Founded in 1993 as a “community-based worker organization” the organization has won inspiring victories, achieved international notoriety and established fruitful collaborations with an array of grassroots groups, notably the Student-Farmworker Alliance.

CIW’s most well-known triumph came in 2005 after a four-year boycott that included a 10-day hunger strike and two cross-country “Taco Bell Truth Tours” when Yum! Brands — the corporation that owns Taco Bell, Pizza Hut and Long John Silver’s — agreed to all the CIW’s demands, most importantly a one penny per pound increase in the wages of tomato pickers and worker collaboration on the drafting and enforcement of a code of conduct.

This victory helped alleviate some of the worst pay injustices facing migrant workers in the region but dramatic abuses continue in Immokalee, the tomato capital of the United States, where as much as 90 percent of the fresh domestic tomatoes are harvested.

According to what Douglas Molloy, the chief assistant US attorney based in Fort Myers, told Barry Estabrook in an excellent article in the recent issue of Gourmet magazine, Immokalee has another claim to fame: It is “ground zero for modern slavery.”

As Estabrook reports, involuntary servitude–slavery–is alive and well in Florida.
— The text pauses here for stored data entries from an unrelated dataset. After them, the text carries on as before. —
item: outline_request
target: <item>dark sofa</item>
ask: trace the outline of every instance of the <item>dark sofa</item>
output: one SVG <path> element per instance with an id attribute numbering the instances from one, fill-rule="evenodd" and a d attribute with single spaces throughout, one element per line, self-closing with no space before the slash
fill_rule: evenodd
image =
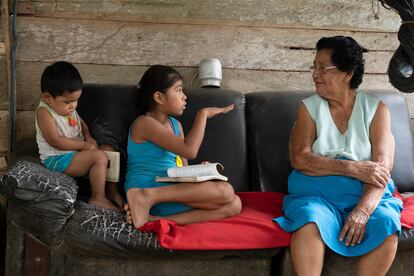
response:
<path id="1" fill-rule="evenodd" d="M 235 104 L 234 111 L 209 120 L 197 159 L 191 163 L 222 163 L 236 191 L 287 191 L 289 133 L 300 100 L 311 92 L 242 94 L 199 88 L 187 89 L 186 94 L 187 109 L 179 118 L 185 131 L 201 107 Z M 391 110 L 397 145 L 393 178 L 400 192 L 414 192 L 414 148 L 406 101 L 392 92 L 372 94 Z M 135 104 L 133 86 L 86 85 L 78 111 L 98 141 L 124 153 Z M 84 181 L 49 172 L 33 159 L 20 159 L 11 166 L 0 185 L 8 198 L 6 275 L 293 274 L 286 248 L 163 249 L 155 235 L 126 225 L 122 213 L 86 204 L 89 191 Z M 413 233 L 402 233 L 390 275 L 413 275 Z M 324 274 L 353 275 L 355 263 L 328 252 Z"/>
Since 1997, law-enforcement officials have freed more than 1,000 men and women in seven different slavery cases. And those are only the instances that resulted in convictions. Frightened, undocumented, mistrustful of the police, and speaking little or no English, most slaves refuse to testify, which means their captors cannot be tried.

Now, the CIW is focusing its efforts on convincing Florida Governor Charlie Crist — who wields tremendous public and political influence over the state’s agricultural industry — to condemn these most egregious human rights violations.

Specifically, the campaign is asking Crist to:

1. Publicly condemn the existence of modern-day slavery in Florida;

2. Commit the full power of your office to immediately and comprehensively address the plague of abuse and forced labor in Florida’s fields by:

a. Meeting with the Coalition of Immokalee Workers and federal officials who prosecute these cases, and

b. Demanding that the Florida Tomato Growers Exchange renounce its opposition to implementing the agreements that socially responsible fast food and supermarket companies have signed to ensure better pay and working conditions for tomato pickers, so as to eliminate the conditions that give rise to forced labor.

Add your voice to this anti-slavery call today by clicking here, where you can learn more about the petition campaign, send an email or fax to the governor, and forward the information to friends.

It’s also worth thinking about how to wean ourselves of slave-picked fruit. In the warm months, the best solution, when possible, is to buy seasonal, local, and small-scale. But what about in winter? So far, Whole Foods is the only grocery chain that has signed on to the CIW’s Campaign for Fair Food, which means that it has promised not to deal with growers who tolerate serious worker abuses and, when buying tomatoes, to a pay a price that supports a living wage. Another way to go during the cold months is to buy locally produced hydroponic greenhouse tomatoes, including cluster tomatoes still attached to the vine.

Both of these options are, of course, expensive so the best course is to eat as if airplanes don’t exist — save the tomatoes for when it’s warm and try to appreciate radishes, beets and their ilk when it’s cold.